One of the reasons for the drop outs is the other important trucks accompanying the Bands; the refreshment trucks. Bands such as McFarlands are all inclusive bands. That means all you can drink (and they also have Pee trucks with them - with port-a-potties lined up on the truck beds). A top Band like Brian's costs about $800 to join. For this you get a costume (it's not clear to me whether you can keep it or not) and all you can drink. Only those in top shape (of some sort) can manage to walk (and dance) for twelve hours or more. Or they leave for a rest and then try to return later. That isn't always easy as in between the judging spots the bands take different routes, trying to keep moving.

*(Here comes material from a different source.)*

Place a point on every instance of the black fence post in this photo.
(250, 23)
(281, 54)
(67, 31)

So as the day wore on the bands intermingled.

It was frustrating watching all this from up in the stands so we took off to walk the streets. At times we would be next to a band and just outside the security ropes. Most of my better pictures happened then. Other times the band would be by and nothing would be following, so we'd walk around the back streets. There we would encounter many multi color costumed participants enjoying some food and drink, sitting on the sidewalks and in the parks.
The sun was hot so we purchased bottles of water and beer along the way. For lunch we had roast chicken with rice and some stir fried veggies from a stand outside a Chinese restaurant. Most vendors had made up lunches in styrofoam containers and anywhere you could possibly sit, someone was sitting.

And as the afternoon drew on the whining stepped up. Whining is a "dance" movement where the man (or sometimes woman) steps close up behind a woman and they begin a bump and grind to the music. Lamada but from the rear!

Two couples here demonstrate the process. It appeared that not all the participants knew the person approaching them - it's just a friendly gesture I guess. Sometimes this turns into a group manuver with three or four stacked up. The song "Palance" had a number of other dance moves called for in the lyrics. Hands went up, then the group moved to the left and to the right with the leading leg lifted. One of the photos near the top on the right shows one of the white sailor costumed ladies leading a group of devils in this step.

One of the sayings about Carnival is "Baccanal is Carnival and Carnival is Baccanal". We left at 4 PM so I'm afraid we saw the family rated version. As the night went on we suspect that everyone lossened up considerable. To be honest the real fun is being one of the participants not the audience!